Collegiality is a sticky issue, because if two people don't see eye-to-eye, which of them is being uncollegial? A lot of us have intense, difficult personalities, might not be naturally easy people to get along with. When conflicts arise, it is hard to know who is to blame (for example, between two people who are both somewhat difficult.) There might also be legitimate differences in opinion / ideology that make things more difficult, or difficult work conditions. If the administration puts the squeeze on a department, some might react by siding with the administration, while others might legitimately resent them for that. I have friends in various departments who don't like other friends of mine, even when all parties concerned are dedicated professionals. I also don't know if I would be as good friends with certain people if I shared a working space with them.

The problem with using collegiality as a criterion for promotion is that the largest burden should fall on the senior colleagues. In other words, if a junior colleague is perceived as uncollegial, often that is in reaction against treatment by the senior colleagues. They shouldn't be able to mistreat the person and then turn around in call the same person uncollegial for fighting back. I remember that feeling that the senior colleagues are not on your side, and since I got tenure I've tried very hard not to be that guy. I am still in the position of judging the untenured people, and every one knows it, but usually if a senior colleague positive then junior people will not go out of their way to make enemies.

In short: the senior colleagues should set the tone. Some conflict should be expected; not everyone is going to like everyone else. You shouldn't take sides in other departments unless you have an extremely good sense of what's actually going on.

8 comments:

Andrew Shields said...

Was this motivated by a particular current situation? No details necessary, I'm just curious.

*

"They shouldn't be able to mistreat the person and then turn around in call the same person uncollegial for fighting back."

That's a bit like how whites used to call any black "uppity" who demonstrated any resentment about his "position."

The "uppity" assistant professor? I'm suddenly imagining the worst possible situation for this: a white full professor calls a black assistant professor "uppity" ...

Jonathan said...

Not a current situation, but one in the distant past. I was also thinking, though, more indirectly, about the Alberto Moreiras reaction to the Antonio Calvo case: a lecturer at Princeton who killed himself after his contract wasn't renewed.

profacero said...

I've had some bad senior colleagues in my day but in terms of rudeness the most outrageous have been junior, and relatively recent. Doing things that I'd take action on if a full did them, but since they were new and assistant, I feel mean doing anything that could hundir some poor untenured person.

For example: one called me at home to complain about one of the fulls. Said she was too ugly to be raped but I wasn't. I got caller ID. Then it turned out he called another woman on the faculty near midnight to scream at her about his dissatisfactions. I told him talk to the chair about your problems. He said, I can't, in front of men I have to look good.

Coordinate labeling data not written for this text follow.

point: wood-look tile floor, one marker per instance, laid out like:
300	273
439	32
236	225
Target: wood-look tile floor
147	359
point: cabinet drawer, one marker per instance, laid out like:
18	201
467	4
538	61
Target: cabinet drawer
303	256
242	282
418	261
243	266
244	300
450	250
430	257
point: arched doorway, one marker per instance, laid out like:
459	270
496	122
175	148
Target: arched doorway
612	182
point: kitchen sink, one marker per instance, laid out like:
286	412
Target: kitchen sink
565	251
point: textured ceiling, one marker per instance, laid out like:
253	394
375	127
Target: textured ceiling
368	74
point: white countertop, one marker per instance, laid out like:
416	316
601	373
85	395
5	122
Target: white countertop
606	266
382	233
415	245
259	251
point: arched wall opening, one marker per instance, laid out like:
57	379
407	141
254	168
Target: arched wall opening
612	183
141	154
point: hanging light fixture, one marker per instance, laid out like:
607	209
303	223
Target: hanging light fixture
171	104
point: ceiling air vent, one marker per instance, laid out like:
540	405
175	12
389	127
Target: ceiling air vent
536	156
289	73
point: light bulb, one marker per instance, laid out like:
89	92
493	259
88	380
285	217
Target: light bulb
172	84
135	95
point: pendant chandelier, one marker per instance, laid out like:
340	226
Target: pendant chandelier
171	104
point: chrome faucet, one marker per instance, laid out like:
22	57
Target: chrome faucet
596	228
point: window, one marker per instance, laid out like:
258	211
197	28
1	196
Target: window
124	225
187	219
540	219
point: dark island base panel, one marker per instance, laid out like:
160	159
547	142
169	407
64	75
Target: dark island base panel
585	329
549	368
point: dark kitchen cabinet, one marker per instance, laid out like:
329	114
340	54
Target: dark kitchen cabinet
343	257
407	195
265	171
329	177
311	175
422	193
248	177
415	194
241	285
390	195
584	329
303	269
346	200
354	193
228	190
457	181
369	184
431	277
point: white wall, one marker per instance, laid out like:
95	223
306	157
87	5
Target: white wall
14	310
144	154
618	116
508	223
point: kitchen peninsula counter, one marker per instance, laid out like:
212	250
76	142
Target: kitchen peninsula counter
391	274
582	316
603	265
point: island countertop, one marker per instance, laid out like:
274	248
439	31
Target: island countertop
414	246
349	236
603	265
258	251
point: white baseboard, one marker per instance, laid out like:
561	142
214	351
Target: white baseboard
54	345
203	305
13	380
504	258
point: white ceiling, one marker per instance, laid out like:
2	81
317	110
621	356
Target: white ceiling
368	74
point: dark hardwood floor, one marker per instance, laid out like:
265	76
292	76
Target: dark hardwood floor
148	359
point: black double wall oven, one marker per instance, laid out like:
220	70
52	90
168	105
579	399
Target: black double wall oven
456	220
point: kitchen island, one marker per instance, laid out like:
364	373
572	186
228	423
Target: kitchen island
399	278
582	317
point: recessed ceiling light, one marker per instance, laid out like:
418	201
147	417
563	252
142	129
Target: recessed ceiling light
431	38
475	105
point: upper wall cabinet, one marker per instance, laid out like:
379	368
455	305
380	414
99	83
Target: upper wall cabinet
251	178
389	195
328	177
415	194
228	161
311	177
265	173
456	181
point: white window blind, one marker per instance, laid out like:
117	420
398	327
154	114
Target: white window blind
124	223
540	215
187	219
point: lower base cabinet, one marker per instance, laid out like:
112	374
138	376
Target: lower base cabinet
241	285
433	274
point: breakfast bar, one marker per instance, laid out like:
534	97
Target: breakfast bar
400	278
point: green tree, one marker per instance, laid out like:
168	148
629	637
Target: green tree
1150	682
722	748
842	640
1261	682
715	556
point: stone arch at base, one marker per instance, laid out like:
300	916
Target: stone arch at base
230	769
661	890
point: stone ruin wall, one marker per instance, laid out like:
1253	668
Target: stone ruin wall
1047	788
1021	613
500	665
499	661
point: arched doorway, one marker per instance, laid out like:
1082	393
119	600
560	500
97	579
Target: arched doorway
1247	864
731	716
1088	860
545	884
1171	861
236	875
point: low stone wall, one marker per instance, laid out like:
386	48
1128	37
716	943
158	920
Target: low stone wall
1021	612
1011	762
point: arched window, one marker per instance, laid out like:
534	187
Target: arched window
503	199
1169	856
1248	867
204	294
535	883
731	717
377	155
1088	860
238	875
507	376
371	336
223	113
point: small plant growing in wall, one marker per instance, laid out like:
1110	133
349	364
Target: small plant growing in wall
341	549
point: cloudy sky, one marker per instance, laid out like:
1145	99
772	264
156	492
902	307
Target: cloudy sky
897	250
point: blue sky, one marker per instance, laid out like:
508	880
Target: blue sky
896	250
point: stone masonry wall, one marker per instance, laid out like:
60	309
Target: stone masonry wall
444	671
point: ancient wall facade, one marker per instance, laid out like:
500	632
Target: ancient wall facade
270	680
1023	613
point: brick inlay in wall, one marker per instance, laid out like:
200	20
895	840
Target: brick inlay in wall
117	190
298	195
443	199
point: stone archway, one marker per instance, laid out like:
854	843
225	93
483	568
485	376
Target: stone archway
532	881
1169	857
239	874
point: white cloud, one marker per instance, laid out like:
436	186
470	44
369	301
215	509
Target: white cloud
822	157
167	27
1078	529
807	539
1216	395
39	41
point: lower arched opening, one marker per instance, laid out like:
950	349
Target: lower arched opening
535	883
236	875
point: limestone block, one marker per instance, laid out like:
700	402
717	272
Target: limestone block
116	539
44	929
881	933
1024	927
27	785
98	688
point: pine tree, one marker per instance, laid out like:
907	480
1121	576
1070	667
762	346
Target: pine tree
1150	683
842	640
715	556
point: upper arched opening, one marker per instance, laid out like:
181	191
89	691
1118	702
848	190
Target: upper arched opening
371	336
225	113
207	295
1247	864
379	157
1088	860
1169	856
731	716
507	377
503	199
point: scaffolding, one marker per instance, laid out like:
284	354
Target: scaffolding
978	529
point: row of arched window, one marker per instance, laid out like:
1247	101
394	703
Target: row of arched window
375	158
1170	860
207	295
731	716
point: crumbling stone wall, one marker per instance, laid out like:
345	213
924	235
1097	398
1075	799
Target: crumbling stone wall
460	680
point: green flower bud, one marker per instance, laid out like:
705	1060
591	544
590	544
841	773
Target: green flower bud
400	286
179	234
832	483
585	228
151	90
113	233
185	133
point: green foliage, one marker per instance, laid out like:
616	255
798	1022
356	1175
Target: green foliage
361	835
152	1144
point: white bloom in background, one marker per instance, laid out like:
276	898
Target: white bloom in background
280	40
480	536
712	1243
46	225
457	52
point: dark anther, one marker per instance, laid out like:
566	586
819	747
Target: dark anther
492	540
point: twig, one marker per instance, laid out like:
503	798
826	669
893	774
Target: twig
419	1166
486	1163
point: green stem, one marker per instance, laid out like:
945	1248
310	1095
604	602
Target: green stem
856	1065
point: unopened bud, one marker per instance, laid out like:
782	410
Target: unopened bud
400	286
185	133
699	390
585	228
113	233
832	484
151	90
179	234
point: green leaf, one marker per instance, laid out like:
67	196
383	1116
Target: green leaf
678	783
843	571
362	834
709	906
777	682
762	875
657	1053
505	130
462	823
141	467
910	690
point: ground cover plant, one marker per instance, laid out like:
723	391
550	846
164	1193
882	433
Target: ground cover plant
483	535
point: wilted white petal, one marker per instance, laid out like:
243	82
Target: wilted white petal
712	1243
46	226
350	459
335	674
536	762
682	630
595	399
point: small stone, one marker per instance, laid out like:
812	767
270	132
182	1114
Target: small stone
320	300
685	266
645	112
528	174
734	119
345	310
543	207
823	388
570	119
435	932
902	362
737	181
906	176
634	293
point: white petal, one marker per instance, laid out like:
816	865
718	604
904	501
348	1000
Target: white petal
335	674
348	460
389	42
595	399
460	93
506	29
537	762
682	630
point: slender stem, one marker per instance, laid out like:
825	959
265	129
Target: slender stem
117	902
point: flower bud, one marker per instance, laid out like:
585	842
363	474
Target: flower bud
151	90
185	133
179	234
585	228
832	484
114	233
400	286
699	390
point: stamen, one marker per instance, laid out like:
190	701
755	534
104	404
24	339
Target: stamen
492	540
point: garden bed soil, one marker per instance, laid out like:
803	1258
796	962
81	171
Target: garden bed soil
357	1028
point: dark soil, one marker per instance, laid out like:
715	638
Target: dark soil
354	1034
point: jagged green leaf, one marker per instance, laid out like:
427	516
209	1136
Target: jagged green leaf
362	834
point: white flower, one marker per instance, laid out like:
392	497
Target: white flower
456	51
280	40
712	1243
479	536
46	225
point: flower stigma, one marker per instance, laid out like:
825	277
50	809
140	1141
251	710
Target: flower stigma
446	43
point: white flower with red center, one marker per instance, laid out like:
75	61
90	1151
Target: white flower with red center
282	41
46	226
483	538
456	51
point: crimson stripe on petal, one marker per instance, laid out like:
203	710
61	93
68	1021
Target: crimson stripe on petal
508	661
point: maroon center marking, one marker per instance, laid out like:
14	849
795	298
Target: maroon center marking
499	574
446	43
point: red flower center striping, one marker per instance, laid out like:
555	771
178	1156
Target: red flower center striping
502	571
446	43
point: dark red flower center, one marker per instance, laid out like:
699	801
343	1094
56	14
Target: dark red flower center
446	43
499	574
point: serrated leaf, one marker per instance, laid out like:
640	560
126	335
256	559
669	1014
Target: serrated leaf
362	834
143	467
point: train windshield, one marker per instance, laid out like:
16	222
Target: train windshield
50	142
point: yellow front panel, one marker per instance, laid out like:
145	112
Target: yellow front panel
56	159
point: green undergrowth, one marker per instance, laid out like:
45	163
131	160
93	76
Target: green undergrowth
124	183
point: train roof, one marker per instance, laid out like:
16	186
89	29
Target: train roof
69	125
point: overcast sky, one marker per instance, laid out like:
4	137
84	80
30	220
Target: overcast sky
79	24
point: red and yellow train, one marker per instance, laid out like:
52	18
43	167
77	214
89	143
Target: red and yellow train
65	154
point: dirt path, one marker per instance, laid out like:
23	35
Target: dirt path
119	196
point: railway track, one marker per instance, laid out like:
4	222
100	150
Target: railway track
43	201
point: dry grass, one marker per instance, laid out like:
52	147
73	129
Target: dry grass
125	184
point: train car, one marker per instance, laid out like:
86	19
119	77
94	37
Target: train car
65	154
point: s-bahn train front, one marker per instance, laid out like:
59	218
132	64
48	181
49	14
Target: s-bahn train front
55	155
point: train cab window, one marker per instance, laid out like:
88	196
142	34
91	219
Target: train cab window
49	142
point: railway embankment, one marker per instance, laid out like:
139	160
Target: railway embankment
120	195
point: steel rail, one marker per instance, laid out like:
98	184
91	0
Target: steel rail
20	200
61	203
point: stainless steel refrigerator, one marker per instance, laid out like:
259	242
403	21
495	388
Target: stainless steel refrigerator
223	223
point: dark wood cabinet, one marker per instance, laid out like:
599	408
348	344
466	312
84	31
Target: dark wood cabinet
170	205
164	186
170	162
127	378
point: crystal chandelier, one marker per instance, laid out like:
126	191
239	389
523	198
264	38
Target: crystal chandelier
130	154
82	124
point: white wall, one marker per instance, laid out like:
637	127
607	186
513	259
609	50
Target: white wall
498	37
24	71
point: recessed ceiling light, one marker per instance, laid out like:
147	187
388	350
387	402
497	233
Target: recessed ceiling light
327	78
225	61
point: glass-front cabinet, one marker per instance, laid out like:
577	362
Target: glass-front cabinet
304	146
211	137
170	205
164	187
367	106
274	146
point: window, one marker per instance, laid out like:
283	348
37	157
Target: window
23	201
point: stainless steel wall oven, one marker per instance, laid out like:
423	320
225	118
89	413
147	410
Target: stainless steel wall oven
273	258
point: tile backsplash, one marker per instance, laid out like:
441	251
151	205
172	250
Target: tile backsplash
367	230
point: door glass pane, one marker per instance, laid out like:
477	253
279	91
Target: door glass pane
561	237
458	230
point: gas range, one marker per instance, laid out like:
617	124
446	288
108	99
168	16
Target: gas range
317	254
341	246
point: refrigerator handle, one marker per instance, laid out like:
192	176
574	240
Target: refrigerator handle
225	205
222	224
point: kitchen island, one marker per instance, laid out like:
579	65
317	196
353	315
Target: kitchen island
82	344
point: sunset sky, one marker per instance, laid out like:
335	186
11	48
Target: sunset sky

What I have to say about this is -- if that's how someone acts when they're brand new, can you imagine what they'll be like later?!

profacero said...

Oh, also we had one who turned out to be a crackhead!!! Caused various types of trouble, including sexual harassment. This got smoothed over by the U until finally one of the TAs called the city, not the university police. He got out of that one, and we got rid of him at 3d year review on collegiality grounds. Was good publisher though and got better job; died there of drug overdose.

[On both of these I am changing some details to protect the guilty and the innocent - and realize, I work in two departments and have had more than one job, so you don't know what places I am talking about.]

Jonathan said...

Well that's foolhardy, because people can just vote against them. I really don't understand it.

profacero said...

...that having been said: male fulls call me uncollegial because I do have expertise and do fight back and can win. It has never made for a comfortable life, though, and it is why I dislike academia.

profacero said...

...people can't vote against them if the administration decides that, since people will do that on collegiality, their case should be reviewed by a special committee and not the whole department.

profacero said...

Also, it's not necessarily foolhardy to act that way if you only do it in front of women and you make strong alliances with the men.